Não sei se é por compreender esta facilidade de desdobramento do mal que esta religião dos Santos dos Últimos Dias (LDS, na sua sigla inglesa – e eu durante muito tempo julguei ler LSD e nem estranhei) emprega rapazinhos aos pares e manda-os missionar por aí. Eu até gosto mais do termo “missionalizar”, mas o corrector diz-me que essa palavra não existe. Estes rapazinhos são os Elders. Como o meu primo, mas o meu primo tem a sorte de ter um “H” adicional que o distingue. E nunca anda com uma plaquinha negra com o seu apelido visível no peito. Certamente que já todos viram Elders a deambular por aí. Aos pares, evidentemente. Creio que seja para combater melhor o mal multicéfalo que se lhes depara. Nunca se vê um Elder solitário. Nunca. Até ao WC os gajos devem ir juntos. E, verdade seja dita, nunca os vi a missionalizar (perdoem-me, mas gosto mais de escrever “missionalizar”). Sempre que os vi, estavam calados e algo circunspectos. O que é ser missionário para estes gajos, afinal? Basta andar por aí com a camisinha branca, a gravatinha e a placa explícita ao peito para fazerem o trabalho deles, que é basicamente passear, durante um exílio de um par de anos? É isso? Bem, é chato, mas exequível. Trabalhar num call center por um mês será bem pior. Ainda por cima, os Elders é que decidem quem abordar, se abordarem, enquanto os coitados dos call centers levam com toda a raiva acumulada dos outros, sem escolha. Lá está, o mal dos empregados dos call centers não se esgota numa só vertente.
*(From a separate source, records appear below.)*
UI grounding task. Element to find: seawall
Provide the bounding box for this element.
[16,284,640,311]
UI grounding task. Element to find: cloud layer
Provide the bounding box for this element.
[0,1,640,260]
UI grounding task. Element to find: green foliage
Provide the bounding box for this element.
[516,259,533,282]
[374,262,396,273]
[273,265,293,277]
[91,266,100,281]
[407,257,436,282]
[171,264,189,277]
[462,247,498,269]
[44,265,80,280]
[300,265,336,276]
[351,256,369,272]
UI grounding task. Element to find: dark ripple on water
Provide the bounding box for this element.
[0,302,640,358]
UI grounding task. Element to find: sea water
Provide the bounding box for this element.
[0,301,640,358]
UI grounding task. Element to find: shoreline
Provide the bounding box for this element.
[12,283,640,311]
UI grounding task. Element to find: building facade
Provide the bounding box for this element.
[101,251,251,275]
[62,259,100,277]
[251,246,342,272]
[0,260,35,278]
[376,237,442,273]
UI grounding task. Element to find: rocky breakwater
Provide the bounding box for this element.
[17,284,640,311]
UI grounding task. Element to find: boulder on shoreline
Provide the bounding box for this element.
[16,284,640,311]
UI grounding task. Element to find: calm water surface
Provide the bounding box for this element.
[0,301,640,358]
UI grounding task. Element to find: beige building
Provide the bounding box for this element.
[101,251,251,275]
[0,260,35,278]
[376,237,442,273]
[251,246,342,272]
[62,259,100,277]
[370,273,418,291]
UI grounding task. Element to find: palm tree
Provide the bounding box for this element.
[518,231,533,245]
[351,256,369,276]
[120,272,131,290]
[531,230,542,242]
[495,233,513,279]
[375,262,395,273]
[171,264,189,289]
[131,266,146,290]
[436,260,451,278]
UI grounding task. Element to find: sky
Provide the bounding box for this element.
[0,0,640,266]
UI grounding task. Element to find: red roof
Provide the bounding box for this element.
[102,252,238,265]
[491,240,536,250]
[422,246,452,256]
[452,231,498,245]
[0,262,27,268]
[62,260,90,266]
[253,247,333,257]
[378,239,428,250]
Deve haver certamente mais qualquer coisa nos Elders do que andar a passear com o seu compadre durante meses e meses no estrangeiro. Até parece um enredo algo homoerótico, ter dois rapazinhos americanos, com tromba chapada de americano, com aquela pele fininha de quem vem do midwest das pickups e da posse de arma generalizada, o queixo quadrado e um sotaque presumivelmente gorduroso que nem um hambúrguer, ainda imberbes, numa espécie de uniforme, a partilharem todas as experiências do quotidiano num local remoto, envoltos numa mudez crónica e em jogos de troca de olhares, sem grande espaço para a privacidade. Uma espécie de Brokeback Mountain de cariz supostamente religioso. Para além dalguma missionamentalização (adoro este neologismo que acabei de inventar) invisível, suspeito que seja tudo uma preparação para poderem ser mórmons a sério. Ouvi dizer que os mórmons são polígamos e talvez tenham de passar este tempo de privação para poderem desfrutar a sua poligamia a valer. Eu de religião percebo muito pouco, nem quero saber que ideia é essa dos “Santos dos Últimos Dias” e acredito que não tenha a ver com os últimos dias dos saldos ou Black Fridays, mas simpatizo com a ideia da poligamia. Pelo menos, é teoricamente interessante; na prática, deve terminar com um grupo de gajas aos gritos a disputar a primazia sobre o cartão de crédito para irem ao cabeleireiro e às compras e isso não é assim tão divertido. Desconfio é que, para os Elders, a única posição que conhecem é a de missionário e por isso a poligamia não será devidamente apreciada. Eu sei, é uma piada fácil e que já estava prevista desde o início. Mesmo que eu considere que, efectivamente, a posição de missionário é a melhor de todas, pese o seu classicismo pouco kama-sutriano. É uma opinião legítima e discordo em termos genéricos da afirmação “face down, ass up, that’s the way we like to fuck”, da autoria d’ Os Lunáticos e constante do seu único hit “Estou Na Lua”, que recolheu grandes simpatias nos idos de 1995. A partir daqui, já não há mais nada de relevante para ler neste texto. Mas como já começaste a ler, agora vais até ao fim e ficas ainda mais desiludida. Vais perder o teu tempo e, pior, perdes o teu tempo com coisas desinteressantes. Eu bem que alertei no início, o povo bem que avisou através dos seus epigramas, os Elders bem que se defendem aos pares, que o mal nunca se fica pela unidade e aprecia a companhia doutros males. Os sacanas.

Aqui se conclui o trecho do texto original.